Flink SQL Runner - main

Introduction

This project aims to simplify the process of running SQL queries using Apache Flink on Kubernetes. Currently, in order to run SQL queries with Flink, you would need to run the Flink SQL client CLI or submit queries via a REST request to a Flink SQL Gateway instance.

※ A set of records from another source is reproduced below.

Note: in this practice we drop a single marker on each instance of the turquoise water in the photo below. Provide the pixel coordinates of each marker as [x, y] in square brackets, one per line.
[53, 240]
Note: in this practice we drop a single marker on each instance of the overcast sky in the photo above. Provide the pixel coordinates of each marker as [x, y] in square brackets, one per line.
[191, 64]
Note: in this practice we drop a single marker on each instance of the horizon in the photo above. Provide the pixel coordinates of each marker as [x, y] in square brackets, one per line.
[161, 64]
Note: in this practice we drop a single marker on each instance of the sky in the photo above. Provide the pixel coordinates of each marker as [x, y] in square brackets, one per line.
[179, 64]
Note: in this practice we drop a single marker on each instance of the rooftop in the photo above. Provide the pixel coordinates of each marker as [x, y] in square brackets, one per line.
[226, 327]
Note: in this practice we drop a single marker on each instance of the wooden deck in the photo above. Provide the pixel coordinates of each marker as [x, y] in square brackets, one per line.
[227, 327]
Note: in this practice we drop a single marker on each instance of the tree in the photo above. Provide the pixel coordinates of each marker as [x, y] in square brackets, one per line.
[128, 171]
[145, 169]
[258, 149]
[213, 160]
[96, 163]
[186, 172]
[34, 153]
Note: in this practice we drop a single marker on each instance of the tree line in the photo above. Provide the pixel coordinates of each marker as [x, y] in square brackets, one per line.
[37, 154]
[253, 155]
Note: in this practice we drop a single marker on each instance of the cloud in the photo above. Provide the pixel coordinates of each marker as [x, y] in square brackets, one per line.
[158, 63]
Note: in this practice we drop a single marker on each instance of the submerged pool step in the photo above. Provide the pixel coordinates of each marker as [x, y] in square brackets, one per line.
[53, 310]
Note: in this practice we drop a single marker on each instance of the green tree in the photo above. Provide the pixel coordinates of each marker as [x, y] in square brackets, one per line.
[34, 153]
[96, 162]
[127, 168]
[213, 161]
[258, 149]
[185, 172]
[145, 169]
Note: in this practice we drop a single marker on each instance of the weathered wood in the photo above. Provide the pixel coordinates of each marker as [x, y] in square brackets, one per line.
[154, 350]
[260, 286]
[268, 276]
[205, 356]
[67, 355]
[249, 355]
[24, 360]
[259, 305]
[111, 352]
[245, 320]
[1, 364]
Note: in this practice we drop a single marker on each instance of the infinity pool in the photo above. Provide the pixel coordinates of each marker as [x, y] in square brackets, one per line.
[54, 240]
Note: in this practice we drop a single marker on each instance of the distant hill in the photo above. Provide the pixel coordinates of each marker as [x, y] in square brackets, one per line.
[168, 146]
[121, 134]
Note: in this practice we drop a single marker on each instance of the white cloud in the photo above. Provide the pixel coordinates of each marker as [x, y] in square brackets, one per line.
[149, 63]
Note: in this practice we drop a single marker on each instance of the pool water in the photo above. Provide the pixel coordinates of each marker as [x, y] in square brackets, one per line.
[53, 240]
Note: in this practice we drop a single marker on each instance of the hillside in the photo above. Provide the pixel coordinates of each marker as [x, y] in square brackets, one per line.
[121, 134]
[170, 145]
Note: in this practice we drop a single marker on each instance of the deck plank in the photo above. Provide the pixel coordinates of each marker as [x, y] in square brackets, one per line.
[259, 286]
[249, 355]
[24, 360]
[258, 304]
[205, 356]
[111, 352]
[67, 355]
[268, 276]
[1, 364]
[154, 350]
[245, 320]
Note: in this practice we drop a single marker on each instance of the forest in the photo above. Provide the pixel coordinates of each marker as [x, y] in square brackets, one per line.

This project provides a convenient wrapper application and container image for use with the Flink Kubernetes Operator’s FlinkDeployment custom resource, allowing you to specify your SQL queries as arguments.

Installation

In order to be able to deploy Flink SQL jobs the Flink Kubernetes Operator must be installed.

CertManager Installation

The operator installs a webhook that requires CertManager to function, so this needs to be installed first:

kubectl create -f https://github.com/jetstack/cert-manager/releases/download/v1.15.2/cert-manager.yaml
kubectl wait deployment --all  --for=condition=Available=True --timeout=300s -n cert-manager

First add the helm repository, if you haven’t already:

helm repo add flink-operator-repo https://downloads.apache.org/flink/flink-kubernetes-operator-1.10.0/

Then install the helm chart for operator 1.10:

helm install flink-kubernetes-operator flink-operator-repo/flink-kubernetes-operator \
--set podSecurityContext=null \
--set defaultConfiguration."log4j-operator\.properties"=monitorInterval\=30 \
--set defaultConfiguration."log4j-console\.properties"=monitorInterval\=30 \
--set defaultConfiguration."flink-conf\.yaml"="kubernetes.operator.metrics.reporter.prom.factory.class\:\ org.apache.flink.metrics.prometheus.PrometheusReporterFactory
 kubernetes.operator.metrics.reporter.prom.port\:\ 9249 " \
-n <operator-namespace>

The helm installation will create the required service, role, and role-binding to run Flink jobs in the defined operator namespace. The Flink Kubernetes Operator, by default, watches all namespaces in the Kubernetes cluster. To run Flink jobs in a namespace other than the operator’s namespace, create a service account with the required permissions in that namespace.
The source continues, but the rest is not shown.